School of Electrical and Computer Engineering, University of Oklahoma, Norman, Oklahoma, United States of America.
Center for Biomedical Engineering, University of Oklahoma, Norman, Oklahoma, United States of America.
PLoS One. 2014 Jan 8;9(1):e85192. doi: 10.1371/journal.pone.0085192. eCollection 2014.

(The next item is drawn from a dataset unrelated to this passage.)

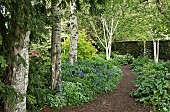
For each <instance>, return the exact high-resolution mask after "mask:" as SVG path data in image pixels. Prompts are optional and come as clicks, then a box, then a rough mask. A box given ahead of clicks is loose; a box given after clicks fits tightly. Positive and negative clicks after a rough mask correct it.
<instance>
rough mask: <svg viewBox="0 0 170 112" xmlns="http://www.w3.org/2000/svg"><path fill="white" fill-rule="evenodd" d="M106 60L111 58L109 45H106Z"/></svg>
mask: <svg viewBox="0 0 170 112" xmlns="http://www.w3.org/2000/svg"><path fill="white" fill-rule="evenodd" d="M105 50H106V60H109V59H110V58H109V48H108V47H106V49H105Z"/></svg>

Brain computer interface (BCI) is an assistive technology, which decodes neurophysiological signals generated by the human brain and translates them into control signals to control external devices, e.g., wheelchairs. One problem challenging noninvasive BCI technologies is the limited control dimensions from decoding movements of, mainly, large body parts, e.g., upper and lower limbs. It has been reported that complicated dexterous functions, i.e., finger movements, can be decoded in electrocorticography (ECoG) signals, while it remains unclear whether noninvasive electroencephalography (EEG) signals also have sufficient information to decode the same type of movements. Phenomena of broadband power increase and low-frequency-band power decrease were observed in EEG in the present study, when EEG power spectra were decomposed by a principal component analysis (PCA). These movement-related spectral structures and their changes caused by finger movements in EEG are consistent with observations in previous ECoG study, as well as the results from ECoG data in the present study. The average decoding accuracy of 77.11% over all subjects was obtained in classifying each pair of fingers from one hand using movement-related spectral changes as features to be decoded using a support vector machine (SVM) classifier. The average decoding accuracy in three epilepsy patients using ECoG data was 91.28% with the similarly obtained features and same classifier. Both decoding accuracies of EEG and ECoG are significantly higher than the empirical guessing level (51.26%) in all subjects (p<0.05). The present study suggests the similar movement-related spectral changes in EEG as in ECoG, and demonstrates the feasibility of discriminating finger movements from one hand using EEG. These findings are promising to facilitate the development of BCIs with rich control signals using noninvasive technologies.
脑机接口(BCI)是一种辅助技术,它可以解码人类大脑产生的神经生理信号,并将其转换为控制信号来控制外部设备,例如轮椅。挑战非侵入性 BCI 技术的一个问题是,从解码主要是大身体部位(如上下肢)运动的神经生理信号中获得的控制维度有限。据报道,在脑电(ECoG)信号中可以解码复杂的灵巧功能,即手指运动,而目前尚不清楚非侵入性脑电图(EEG)信号是否也具有足够的信息来解码相同类型的运动。本研究中,当通过主成分分析(PCA)对 EEG 功率谱进行分解时,观察到 EEG 中宽带功率增加和低频带功率降低的现象。这些与运动相关的频谱结构及其在 EEG 中手指运动引起的变化与之前 ECoG 研究中的观察结果以及本研究中的 ECoG 数据结果一致。使用运动相关的频谱变化作为特征,使用支持向量机(SVM)分类器对每个手指进行分类,从一只手的所有受试者中获得了 77.11%的平均解码准确率。使用同样获得的特征和相同的分类器,从 3 名癫痫患者的 ECoG 数据中获得的平均解码准确率为 91.28%。EEG 和 ECoG 的解码准确率均明显高于所有受试者的经验猜测水平(51.26%)(p<0.05)。本研究表明 EEG 中存在与 ECoG 相似的运动相关频谱变化,并证明了使用 EEG 从一只手区分手指运动的可行性。这些发现有望促进使用非侵入性技术开发具有丰富控制信号的 BCI。